As the CBC's Bill Copps illustrated the next day with his roundup of news headlines, there was other news of the day that somehow revolved around the viewing of the big event — "moon stories" he called them.
Moon-watching ruined
Like the west-end Toronto milk store operator who Coops reported was robbed of $700. The robbery happened shortly after Armstrong set foot on the moon, and thus for the man in the milk store, the thieves had "ruined his moon watching."
Copps also reported that "Yorkville's hippies" had staged a "bay-in or bay-out, to mark the end of the moon's virginity."
In other moon-related news, Copps said an 11-year-old girl "tried to phone the moon," but was told it was "no-go." Perhaps, he suggested, the operator could have put her call through to "someplace like Moonbeam, Moon River or Moonstone, here in Ontario, or Moon Lake in Alberta."
'Moon girls'
Torontonians flocked to view the event on a 30-by-40-foot screen in Nathan Phillips Square, where, the Globe and Mail reported the next day, "more than 35,000" showed up.
They crowded the square so much that they "flattened the shrubbery, stood shoulder to shoulder in the reflecting pool ... and occupied just about every square foot of the ground available."
The Globe and Mail also described the crowd as "good-natured" and "mostly young, that cheered everything — the video-taped replays of earlier Apollo exploits, the civic dignitaries who welcomed them."
They also cheered, the report continued, "the miniskirted moon girls who pranced through the crowd handing out moon juice."
But as Copps' headlines revealed, not all of Toronto was at home or at parties watching with the other reported 500 million around the world.

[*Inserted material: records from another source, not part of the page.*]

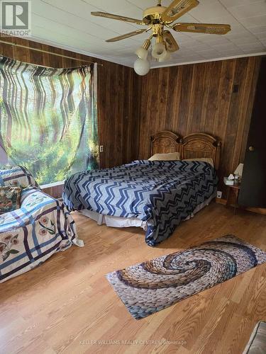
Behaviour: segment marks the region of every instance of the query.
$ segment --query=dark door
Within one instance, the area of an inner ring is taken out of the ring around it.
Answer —
[[[266,57],[257,84],[238,204],[266,207]]]

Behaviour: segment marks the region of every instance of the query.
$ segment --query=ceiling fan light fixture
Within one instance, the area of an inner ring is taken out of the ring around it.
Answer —
[[[134,63],[134,70],[138,74],[143,76],[146,75],[150,71],[150,63],[148,60],[143,60],[143,59],[138,58]]]
[[[165,45],[162,42],[155,45],[153,48],[152,55],[155,59],[163,57],[166,54]]]
[[[171,58],[172,58],[171,52],[168,52],[168,50],[166,50],[165,55],[159,58],[159,62],[167,62],[167,60],[170,60]]]
[[[148,55],[149,53],[148,49],[150,46],[150,40],[146,40],[143,45],[137,49],[135,52],[135,54],[138,55],[140,59],[143,59],[143,60],[146,60],[148,58]]]

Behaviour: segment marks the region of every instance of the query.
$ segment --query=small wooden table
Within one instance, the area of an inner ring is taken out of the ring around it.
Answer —
[[[233,185],[226,184],[226,185],[227,187],[226,206],[233,207],[234,214],[235,214],[236,208],[238,207],[238,199],[240,184],[233,184]]]

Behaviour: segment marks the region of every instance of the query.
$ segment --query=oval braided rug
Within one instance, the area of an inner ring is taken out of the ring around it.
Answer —
[[[233,235],[125,269],[107,279],[142,319],[266,262],[266,252]]]

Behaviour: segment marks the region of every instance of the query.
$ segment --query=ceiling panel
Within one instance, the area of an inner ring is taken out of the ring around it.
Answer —
[[[162,0],[168,6],[171,0]],[[152,67],[214,60],[219,58],[266,54],[265,0],[199,0],[199,5],[178,22],[229,23],[226,35],[176,33],[180,50],[165,63]],[[133,66],[138,47],[148,33],[119,42],[105,40],[143,26],[91,16],[102,11],[141,19],[143,11],[155,0],[33,0],[33,40],[82,54]]]

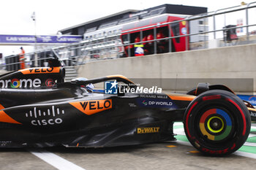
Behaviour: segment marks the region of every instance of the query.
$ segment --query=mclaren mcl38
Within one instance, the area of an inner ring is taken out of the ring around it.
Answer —
[[[256,112],[224,85],[201,83],[187,94],[108,94],[94,91],[91,84],[113,80],[137,87],[120,75],[65,82],[64,74],[64,68],[52,65],[0,76],[0,147],[102,147],[173,141],[173,123],[182,121],[196,149],[227,155],[245,142],[250,112]]]

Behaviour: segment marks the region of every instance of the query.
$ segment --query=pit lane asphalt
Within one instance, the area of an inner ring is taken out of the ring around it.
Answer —
[[[256,161],[236,154],[225,157],[205,156],[194,152],[195,150],[187,143],[172,142],[97,149],[0,149],[0,169],[57,169],[31,153],[37,150],[50,152],[86,170],[255,169]]]

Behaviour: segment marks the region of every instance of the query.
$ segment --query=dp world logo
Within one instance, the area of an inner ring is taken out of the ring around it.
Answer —
[[[117,94],[117,85],[116,80],[105,82],[105,93]]]

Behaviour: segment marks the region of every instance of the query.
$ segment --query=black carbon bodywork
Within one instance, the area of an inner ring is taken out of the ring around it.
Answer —
[[[86,85],[122,76],[64,82],[61,67],[0,76],[0,147],[101,147],[175,140],[195,96],[176,93],[91,92]]]
[[[173,122],[182,120],[189,103],[174,104],[164,93],[90,93],[86,82],[64,82],[64,77],[60,67],[0,77],[0,147],[97,147],[173,140]],[[129,82],[111,77],[92,82],[105,80]],[[164,103],[156,107],[143,101]]]

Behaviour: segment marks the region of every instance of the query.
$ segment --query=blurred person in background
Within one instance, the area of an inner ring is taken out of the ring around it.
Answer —
[[[25,50],[22,47],[20,47],[20,50],[21,50],[21,53],[19,54],[20,66],[20,69],[25,69]]]

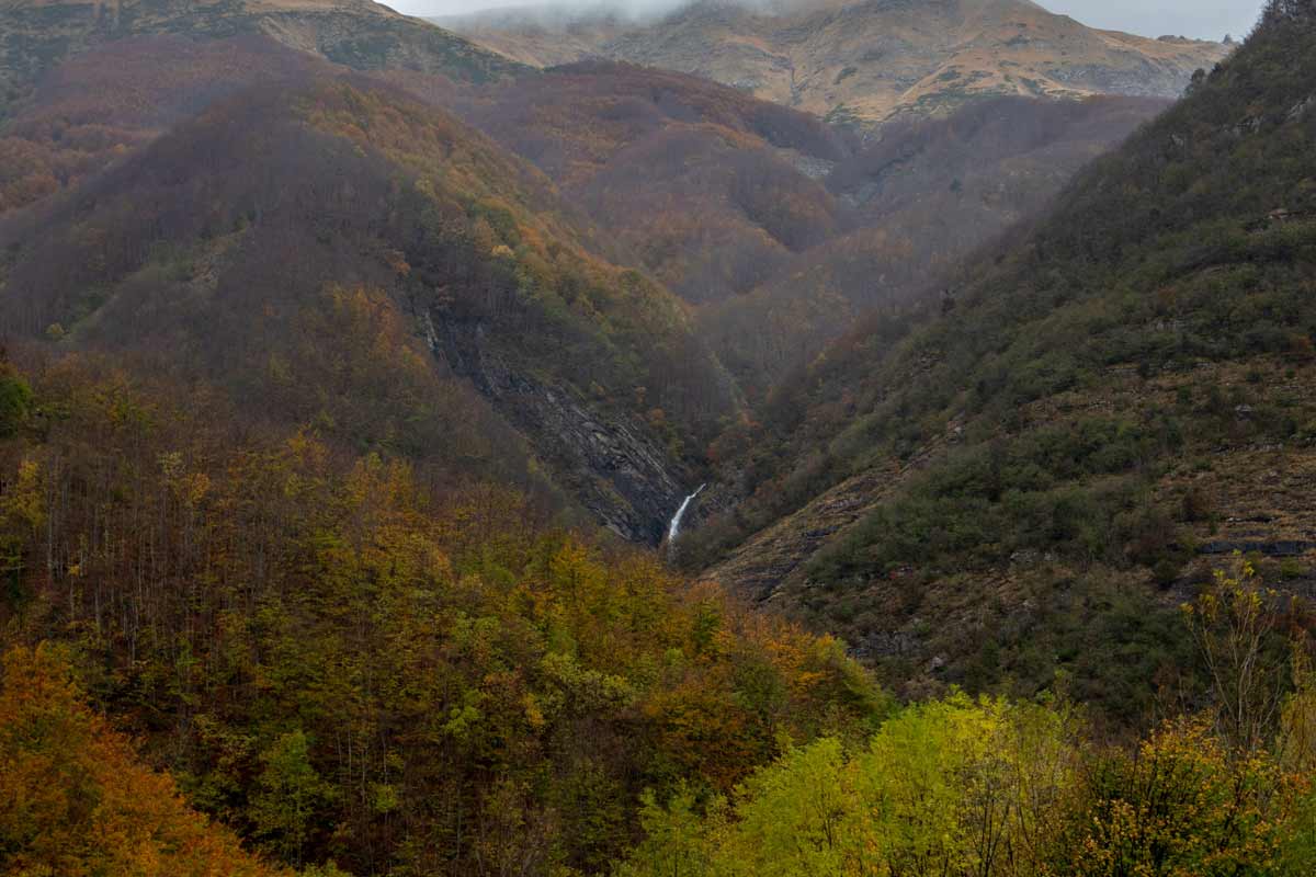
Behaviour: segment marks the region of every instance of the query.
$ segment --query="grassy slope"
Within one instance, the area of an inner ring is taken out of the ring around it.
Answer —
[[[565,400],[679,469],[730,404],[725,383],[679,301],[591,255],[594,235],[542,175],[440,110],[362,80],[266,88],[16,214],[5,322],[222,376],[358,447],[522,484],[547,463],[626,506],[629,488],[569,448],[528,459],[517,434],[554,425],[499,426],[462,380]]]
[[[1307,16],[1262,28],[949,313],[829,350],[725,437],[750,498],[687,560],[909,690],[1065,671],[1123,719],[1182,667],[1209,543],[1294,551],[1271,573],[1309,590],[1313,47]]]

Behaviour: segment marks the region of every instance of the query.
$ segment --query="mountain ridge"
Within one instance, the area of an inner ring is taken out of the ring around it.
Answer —
[[[704,0],[641,22],[497,11],[442,21],[536,66],[600,55],[697,74],[865,126],[945,113],[984,95],[1177,97],[1196,68],[1228,54],[1220,43],[1086,28],[1028,0],[767,9]]]

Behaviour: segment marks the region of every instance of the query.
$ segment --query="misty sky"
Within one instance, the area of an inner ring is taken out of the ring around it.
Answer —
[[[413,16],[443,16],[491,7],[565,5],[561,0],[382,0]],[[579,5],[601,5],[599,0],[567,0]],[[1227,33],[1237,39],[1255,24],[1262,0],[1038,0],[1053,12],[1063,12],[1094,28],[1111,28],[1159,37],[1183,34],[1221,39]],[[626,8],[670,9],[682,0],[617,0]]]

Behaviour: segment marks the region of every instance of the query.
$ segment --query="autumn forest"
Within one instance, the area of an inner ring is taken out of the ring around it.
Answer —
[[[1316,873],[1316,7],[945,5],[0,0],[0,874]]]

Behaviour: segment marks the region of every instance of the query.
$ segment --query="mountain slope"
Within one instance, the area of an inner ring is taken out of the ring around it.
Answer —
[[[940,297],[962,259],[1036,216],[1084,164],[1167,101],[998,97],[938,120],[891,122],[824,178],[846,222],[700,333],[759,397],[875,308]]]
[[[679,301],[594,256],[542,175],[378,83],[222,100],[0,237],[8,333],[138,351],[449,477],[547,473],[630,539],[732,405]]]
[[[534,162],[694,304],[750,289],[842,227],[820,178],[848,138],[716,83],[592,62],[428,96]]]
[[[520,66],[371,0],[0,0],[0,118],[37,78],[117,39],[263,34],[358,70],[397,67],[461,80]]]
[[[443,20],[526,63],[600,55],[679,70],[834,121],[942,113],[973,97],[1177,97],[1219,43],[1094,30],[1028,0],[701,0],[657,21],[549,9]]]
[[[1062,671],[1125,718],[1212,557],[1311,593],[1316,16],[1290,5],[945,306],[871,321],[724,437],[747,498],[683,556],[905,690]]]

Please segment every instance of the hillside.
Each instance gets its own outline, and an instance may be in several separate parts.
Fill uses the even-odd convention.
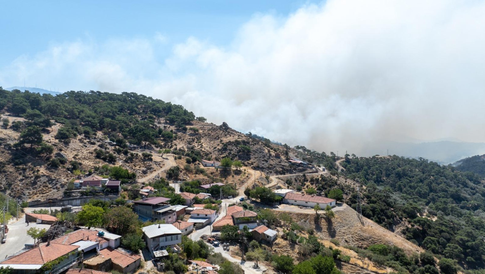
[[[0,135],[0,187],[22,199],[59,197],[74,179],[93,172],[108,174],[106,169],[113,166],[134,173],[134,181],[140,183],[165,178],[170,167],[178,166],[180,180],[224,180],[238,187],[254,182],[255,170],[256,179],[264,181],[266,174],[305,170],[289,166],[277,155],[284,153],[281,146],[246,136],[225,123],[205,122],[181,106],[143,95],[69,91],[53,97],[5,90],[0,93],[1,119],[6,123]],[[38,136],[21,143],[21,135],[32,129]],[[144,153],[151,156],[145,158]],[[201,167],[201,159],[226,157],[242,162],[237,177],[213,169],[193,171]],[[187,165],[191,167],[185,168]],[[102,168],[104,165],[107,166]]]
[[[485,154],[462,159],[453,166],[461,171],[469,171],[485,177]]]

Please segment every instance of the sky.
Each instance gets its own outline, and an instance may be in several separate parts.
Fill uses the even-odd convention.
[[[5,88],[136,92],[327,152],[485,141],[483,0],[15,2]]]

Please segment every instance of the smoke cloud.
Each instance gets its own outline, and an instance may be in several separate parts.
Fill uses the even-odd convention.
[[[0,84],[134,91],[327,152],[483,142],[484,14],[483,1],[329,0],[285,17],[255,15],[229,45],[189,37],[168,58],[159,33],[66,42],[19,57],[0,69]]]

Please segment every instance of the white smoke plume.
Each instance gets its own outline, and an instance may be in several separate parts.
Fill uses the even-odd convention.
[[[159,34],[65,42],[0,69],[0,85],[134,91],[327,152],[483,142],[484,14],[484,1],[329,0],[255,15],[226,46],[188,38],[168,58]]]

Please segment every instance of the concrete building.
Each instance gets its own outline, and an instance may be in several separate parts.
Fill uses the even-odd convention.
[[[327,205],[335,207],[336,201],[333,199],[318,195],[289,193],[285,196],[283,202],[309,207],[313,207],[316,205],[318,205],[322,209],[324,209]]]
[[[190,213],[191,217],[205,217],[209,218],[209,223],[212,223],[217,217],[217,213],[212,209],[196,209]]]
[[[258,221],[258,214],[250,210],[243,210],[232,213],[234,225],[242,229],[244,227],[253,229],[259,225]]]
[[[172,225],[181,231],[183,235],[188,235],[194,231],[194,223],[189,223],[184,221],[177,221],[173,223]]]
[[[294,190],[291,189],[276,189],[276,190],[273,190],[273,193],[278,196],[281,196],[283,198],[286,196],[287,193],[293,193],[295,192]]]
[[[152,225],[142,228],[143,239],[152,255],[155,250],[167,247],[178,247],[182,243],[182,231],[172,225]]]
[[[170,199],[164,197],[151,197],[134,201],[133,202],[133,211],[135,213],[138,214],[140,218],[144,221],[149,221],[152,219],[161,220],[162,215],[161,213],[157,212],[157,211],[166,208],[166,206],[169,206],[168,201]],[[174,213],[176,219],[177,214]],[[167,216],[168,218],[168,216]],[[172,222],[175,220],[170,218]],[[166,222],[166,220],[165,220]]]
[[[268,228],[266,226],[259,226],[251,230],[251,234],[256,241],[262,240],[271,243],[276,239],[278,232]]]
[[[185,200],[184,205],[190,206],[194,203],[194,200],[195,199],[196,195],[194,193],[189,192],[182,192],[180,193],[180,196]]]
[[[36,214],[35,213],[26,213],[25,220],[31,223],[47,224],[52,225],[57,221],[57,218],[48,214]]]

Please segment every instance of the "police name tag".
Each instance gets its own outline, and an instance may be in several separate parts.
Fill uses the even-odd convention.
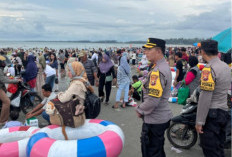
[[[204,68],[201,73],[201,90],[213,91],[215,82],[212,77],[211,68]]]
[[[148,95],[160,98],[163,94],[163,88],[160,82],[159,70],[152,71],[149,81]]]

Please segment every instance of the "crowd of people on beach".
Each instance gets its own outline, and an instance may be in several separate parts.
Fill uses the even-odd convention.
[[[149,49],[145,49],[150,51]],[[204,63],[199,47],[168,47],[163,50],[162,63],[176,67],[175,78],[172,86],[186,85],[189,87],[189,97],[200,85],[201,71],[198,63]],[[10,116],[10,100],[4,94],[5,84],[25,82],[31,91],[36,91],[43,101],[26,114],[26,119],[42,115],[48,124],[62,125],[57,111],[50,101],[57,98],[60,104],[71,100],[78,100],[73,117],[75,127],[83,125],[85,121],[84,101],[86,92],[94,93],[93,86],[98,89],[98,97],[105,105],[109,105],[112,87],[117,87],[117,94],[112,108],[127,106],[138,107],[137,103],[143,102],[143,89],[146,77],[154,65],[147,59],[144,49],[136,47],[106,48],[106,49],[60,49],[32,48],[28,50],[4,48],[0,50],[1,56],[6,60],[0,63],[0,92],[2,95],[2,110],[0,126],[11,127],[22,125],[21,123],[8,122]],[[218,53],[218,58],[231,67],[231,52]],[[164,62],[164,63],[163,63]],[[137,74],[132,70],[137,69]],[[8,75],[7,75],[8,74]],[[5,75],[5,76],[4,76]],[[22,76],[20,79],[7,79],[9,77]],[[59,90],[59,81],[69,78],[70,84],[65,91]],[[157,79],[154,78],[156,85]],[[145,82],[144,82],[145,81]],[[150,85],[149,85],[150,86]],[[161,86],[161,84],[160,84]],[[124,96],[122,92],[124,91]],[[54,104],[53,104],[54,105]],[[138,116],[141,113],[138,111]],[[68,115],[67,115],[68,116]],[[12,118],[12,120],[16,120]],[[70,117],[69,117],[70,118]]]
[[[98,96],[106,105],[109,104],[111,88],[117,86],[114,109],[122,108],[127,105],[135,106],[136,101],[142,99],[142,78],[146,76],[149,69],[149,61],[143,54],[141,48],[106,48],[95,49],[60,49],[55,50],[45,47],[44,49],[32,48],[24,50],[21,48],[3,48],[1,55],[10,59],[4,68],[4,74],[10,73],[11,76],[23,76],[32,91],[38,92],[43,98],[43,85],[49,85],[45,91],[52,93],[59,92],[58,82],[60,78],[66,77],[68,64],[78,61],[85,68],[88,82],[91,86],[98,87]],[[230,53],[219,53],[218,57],[230,64]],[[139,57],[140,55],[140,57]],[[203,63],[198,47],[168,47],[165,50],[165,58],[170,67],[176,67],[176,76],[173,82],[182,82],[190,87],[190,95],[199,86],[200,71],[198,63]],[[138,75],[132,75],[131,67],[139,67]],[[60,69],[60,71],[58,71]],[[105,89],[104,89],[105,88]],[[121,93],[124,90],[124,96]],[[56,94],[52,94],[52,98]],[[45,105],[45,103],[42,103]],[[2,111],[3,112],[3,111]],[[38,114],[37,114],[38,115]],[[45,115],[45,113],[44,113]],[[30,118],[35,116],[27,116]],[[6,119],[6,118],[5,118]],[[3,120],[0,119],[2,123]]]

"When it comes to being blasé about the whole thing, think of the full house they had at Toronto's Glendale Theatre to see 2001: A Space Odyssey while the real thing was going on."
There were some, Copps continued, who wanted to keep their eyes on the screen, such as guards in a Savannah, Ga., prison, but their watching was interrupted by a breakout of 16 prisoners.
"So far only six have been picked up."
"And that's it for moon stories," Copps said.